Die Impressionisten-Sammlung des Museums Langmatt beherbergt zahlreiche Werke, die nach der Natur entstanden sind. Der Widerspruch zwischen geschlossenem, lichtgeschütztem Ausstellungsraum und der angestrebten Freilichtmalerei der Impressionisten steht für die diesjährigen Sommergäste, die Zeichnerin Mireille Gros und die Musikperformerin Fränzi Madörin, am Beginn ihrer Arbeit.

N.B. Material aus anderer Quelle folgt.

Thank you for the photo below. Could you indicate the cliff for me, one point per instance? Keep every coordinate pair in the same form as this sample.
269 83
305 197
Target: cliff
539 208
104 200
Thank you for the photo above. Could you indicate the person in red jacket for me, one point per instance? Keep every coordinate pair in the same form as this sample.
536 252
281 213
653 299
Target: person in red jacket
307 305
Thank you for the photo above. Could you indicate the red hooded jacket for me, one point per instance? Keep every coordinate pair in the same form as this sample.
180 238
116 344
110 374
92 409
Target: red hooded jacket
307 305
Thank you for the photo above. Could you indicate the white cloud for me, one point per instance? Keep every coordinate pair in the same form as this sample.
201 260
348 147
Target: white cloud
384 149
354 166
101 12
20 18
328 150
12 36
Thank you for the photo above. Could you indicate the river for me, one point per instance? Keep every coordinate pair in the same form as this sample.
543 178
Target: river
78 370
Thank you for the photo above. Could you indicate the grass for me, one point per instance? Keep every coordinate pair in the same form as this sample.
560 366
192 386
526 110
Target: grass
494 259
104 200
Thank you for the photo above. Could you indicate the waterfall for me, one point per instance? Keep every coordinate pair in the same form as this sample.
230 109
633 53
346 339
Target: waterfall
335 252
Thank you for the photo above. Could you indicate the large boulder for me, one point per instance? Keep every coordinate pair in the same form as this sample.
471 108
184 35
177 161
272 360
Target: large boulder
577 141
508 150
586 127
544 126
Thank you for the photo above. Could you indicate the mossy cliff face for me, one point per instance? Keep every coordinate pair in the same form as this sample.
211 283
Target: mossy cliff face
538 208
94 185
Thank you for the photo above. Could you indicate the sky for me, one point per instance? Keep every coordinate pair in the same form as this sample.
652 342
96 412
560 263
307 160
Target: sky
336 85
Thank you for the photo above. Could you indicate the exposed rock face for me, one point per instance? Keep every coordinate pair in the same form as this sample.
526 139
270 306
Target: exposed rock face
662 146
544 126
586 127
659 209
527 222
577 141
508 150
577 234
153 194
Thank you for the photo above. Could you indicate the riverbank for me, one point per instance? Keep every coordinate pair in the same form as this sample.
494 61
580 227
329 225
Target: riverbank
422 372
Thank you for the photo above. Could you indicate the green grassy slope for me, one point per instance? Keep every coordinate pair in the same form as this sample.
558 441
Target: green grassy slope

Ausgehend von Eugène Boudins (Honfleur 1824-1898 Deauville) kleinformatigem Gemälde Wäscherinnen am Ufer der Touques (1895, Öl auf Holz, 24 × 35 cm), dessen rauchende Schornsteine im Hintergrund auf die zunehmende Industrialisierung in Europa am Ende des 19. Jahrhunderts hinweisen, holen die Künstlerinnen in «emotionalen Landschaften» die Unberechenbarkeit und Flüchtigkeit der Witterung in die organisierte Welt der Industriellenvilla. In Form eines assoziativen Dialogs, zu dem ebenfalls Wandzeichnungen mit zwei Spiegelungen des besagten Boudin-Bildes zählt, erkunden sie auf zeichnerischer und tonkünstlerischer Ebene instabile Anordnungen – Wetterzustände, Wandel in der Natur, Stimmungen – und deren verborgenen Zusammenhänge. Die Ausstellung widmet sich somit den letztlich nicht wissenschaftlich exakt messbaren und fassbaren Dimensionen von «Zeiträumen und Raumzeiten» (M. Gros): Es ist das Unbestimmte, von den Wissenschaftlern mit dem Begriff «fuzzy logic» (dtsch. Unschärfen-Logik) umschrieben, welches die Künstlerin beschäftigt: «Nicht deshalb, weil ich die Welt so haben möchte, sondern weil ich die Welt so erlebe.» Die Erkundung von «Zwischenräumen» und «Zwischenzeiten» durchzieht das gesamte Œuvre von Mireille Gros, welches neben Zeichnungen ebenfalls Gemälde, Video-Arbeiten und Installationen umfasst: so bildete das Ufer und der Strand als (Zwischen-)orte, wo sich Wasser und Erde begegnen oder die Morgen- und Abenddämmerung als (Zwischen-)zeiten, wo sich Nacht und Tag treffen, schon in früheren Werkgruppen ein zentrales Thema: «Im Weiss hat es immer ein bisschen Schwarz und im Schwarz hat es immer ein bisschen Weiss, es ist eine ständige Begegnung der Extreme. Es ist eben fliessend, nicht absolut, das heisst nicht ‚entweder oder’, sondern ‚sowohl als auch’.»

Ebenso wie bei den ersten Sommergästen Michael Günzburger & Petra Ronner (2006), wird die diesjährige Sommergäste-Ausstellung mit musikalischen Interventionen bereichert: Audioguides, heute in Museen vornehmlich zur kunsthistorischen Wissensvermittlung eingesetzt, rüstet Fränzi Madörin mit eigens für die Ausstellung komponierte Musik, Texten und Klängen aus und macht sie damit zu einem eigenständigen Ausstellungsteil: «Es ist nicht mein Ziel, einen musikalischen Museumsguide zu machen. Mit meiner Musik schaffe ich zusätzliche Räume, eine zusätzliche Welt, die sich wie selbstverständlich mit der Bilderwelt von Mireille verwebt.»